Ed Dept. Calls For Background Checks, Trainings To Identify Sexual Predators
The Indiana Department of Education wants schools to background check all staff, including volunteers and coaches, in hopes of addressing growing concerns over sexual misconduct in Indiana schools.
“The Department is expanding the services it provides to local schools and law enforcements,” said state superintendent Glenda Ritz, in a statement. “We will be working with the Legislature to strengthen Indiana’s law in the upcoming legislative session.”
The department’s plan wouldn’t require background checks for people beyond licensed educators, but it would provide a discounted rate for schools to get services from certain background check providers. The department says this would encourage schools to screen other adults that come in contact with children, too.
“As a lifelong educator, I know that keeping our children safe and healthy is a responsibility that our schools take very seriously,” said Ritz, in the statement.
Whether we like to acknowledge it or not, there’s an ongoing problem in Indiana: incidents of school staff sexually abusing or soliciting sex from children.
It’s an issue the Legislature has been studying all summer. It’s a story that’s been all over the news like this and this and this and this.
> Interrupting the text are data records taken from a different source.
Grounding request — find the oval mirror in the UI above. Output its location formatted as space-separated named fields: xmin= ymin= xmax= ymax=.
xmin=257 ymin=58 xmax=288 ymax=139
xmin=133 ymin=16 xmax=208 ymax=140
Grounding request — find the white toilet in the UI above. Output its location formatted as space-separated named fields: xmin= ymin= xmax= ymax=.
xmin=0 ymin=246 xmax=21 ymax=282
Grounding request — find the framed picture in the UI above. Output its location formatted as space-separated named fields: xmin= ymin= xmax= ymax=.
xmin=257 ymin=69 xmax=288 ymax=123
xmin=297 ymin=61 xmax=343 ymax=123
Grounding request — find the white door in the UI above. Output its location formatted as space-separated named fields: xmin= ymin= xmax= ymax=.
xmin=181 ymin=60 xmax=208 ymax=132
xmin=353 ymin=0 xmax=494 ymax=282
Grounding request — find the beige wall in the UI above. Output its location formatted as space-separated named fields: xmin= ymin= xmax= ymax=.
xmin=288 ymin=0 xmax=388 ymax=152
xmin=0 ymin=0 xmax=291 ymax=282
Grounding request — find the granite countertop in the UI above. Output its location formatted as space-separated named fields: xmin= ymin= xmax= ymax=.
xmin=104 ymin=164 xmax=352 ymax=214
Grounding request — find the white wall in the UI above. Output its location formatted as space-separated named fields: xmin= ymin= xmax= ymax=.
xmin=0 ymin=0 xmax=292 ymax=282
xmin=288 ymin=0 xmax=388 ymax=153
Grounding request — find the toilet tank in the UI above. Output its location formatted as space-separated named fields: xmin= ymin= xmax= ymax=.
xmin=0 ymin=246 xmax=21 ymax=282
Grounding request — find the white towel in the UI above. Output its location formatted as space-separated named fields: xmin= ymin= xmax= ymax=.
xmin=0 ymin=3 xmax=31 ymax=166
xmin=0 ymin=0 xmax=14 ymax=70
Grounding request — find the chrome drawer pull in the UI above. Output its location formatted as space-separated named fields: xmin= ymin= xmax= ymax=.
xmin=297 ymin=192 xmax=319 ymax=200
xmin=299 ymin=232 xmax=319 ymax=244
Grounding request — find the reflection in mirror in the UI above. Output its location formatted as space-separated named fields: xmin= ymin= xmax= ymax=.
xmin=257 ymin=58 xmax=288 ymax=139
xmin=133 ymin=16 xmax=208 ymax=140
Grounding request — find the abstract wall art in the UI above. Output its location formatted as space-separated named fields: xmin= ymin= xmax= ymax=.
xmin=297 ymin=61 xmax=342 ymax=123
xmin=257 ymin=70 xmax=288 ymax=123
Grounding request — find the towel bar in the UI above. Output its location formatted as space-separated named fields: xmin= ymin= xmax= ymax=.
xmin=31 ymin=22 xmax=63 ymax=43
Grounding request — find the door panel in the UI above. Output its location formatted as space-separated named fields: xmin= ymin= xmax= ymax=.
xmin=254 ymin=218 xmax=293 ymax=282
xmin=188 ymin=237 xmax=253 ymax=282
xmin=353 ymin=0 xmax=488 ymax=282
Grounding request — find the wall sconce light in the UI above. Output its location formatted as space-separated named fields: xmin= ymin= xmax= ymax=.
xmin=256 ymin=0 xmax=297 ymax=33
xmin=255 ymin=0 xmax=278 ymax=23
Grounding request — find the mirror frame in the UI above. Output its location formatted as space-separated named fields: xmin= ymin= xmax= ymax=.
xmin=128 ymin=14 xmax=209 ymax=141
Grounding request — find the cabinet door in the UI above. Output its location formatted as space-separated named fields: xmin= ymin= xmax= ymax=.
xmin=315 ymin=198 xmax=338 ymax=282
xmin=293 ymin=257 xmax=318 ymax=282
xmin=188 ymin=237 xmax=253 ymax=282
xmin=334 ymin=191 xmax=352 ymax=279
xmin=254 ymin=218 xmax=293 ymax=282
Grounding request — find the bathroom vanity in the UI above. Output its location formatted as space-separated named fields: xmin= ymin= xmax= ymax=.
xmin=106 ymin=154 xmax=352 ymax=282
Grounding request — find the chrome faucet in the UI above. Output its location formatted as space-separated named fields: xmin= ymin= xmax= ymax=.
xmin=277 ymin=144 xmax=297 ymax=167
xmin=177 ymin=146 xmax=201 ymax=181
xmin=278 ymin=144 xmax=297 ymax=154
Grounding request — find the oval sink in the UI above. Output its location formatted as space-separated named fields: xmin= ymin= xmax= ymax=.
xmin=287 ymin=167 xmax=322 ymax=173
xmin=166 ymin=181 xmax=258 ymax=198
A recent USA Today investigation gave Indiana an “F” rating on a national scorecard for how states screen teachers, citing holes in the state’s screening system.
Currently, state law only requires that districts background check fully licensed school personnel as they are being hired. Screening procedures for other people that come into contact with children, like volunteers and coaches, are left up to local districts.
Under the department’s plan, school personnel would also have the option of receiving enhanced training to identify behaviors of potential sexual predators. And the department would continue providing schools access to a state-run school safety training program.
Department of Education officials also say they will propose a change to state law that would streamline the process for revoking an educator’s license, after being convicted of a crime involving sexual misconduct.
State education officials want judges to be able to revoke an educator license upon convicting a person of a crime. Currently, revocations occur through a separate administrative hearing that happens after an educator is convicted of an offense.
At an August legislative study committee, department officials said prosecutors often neglect to notify the department when school staff are involved in sexual misconduct cases. That notification is required by law.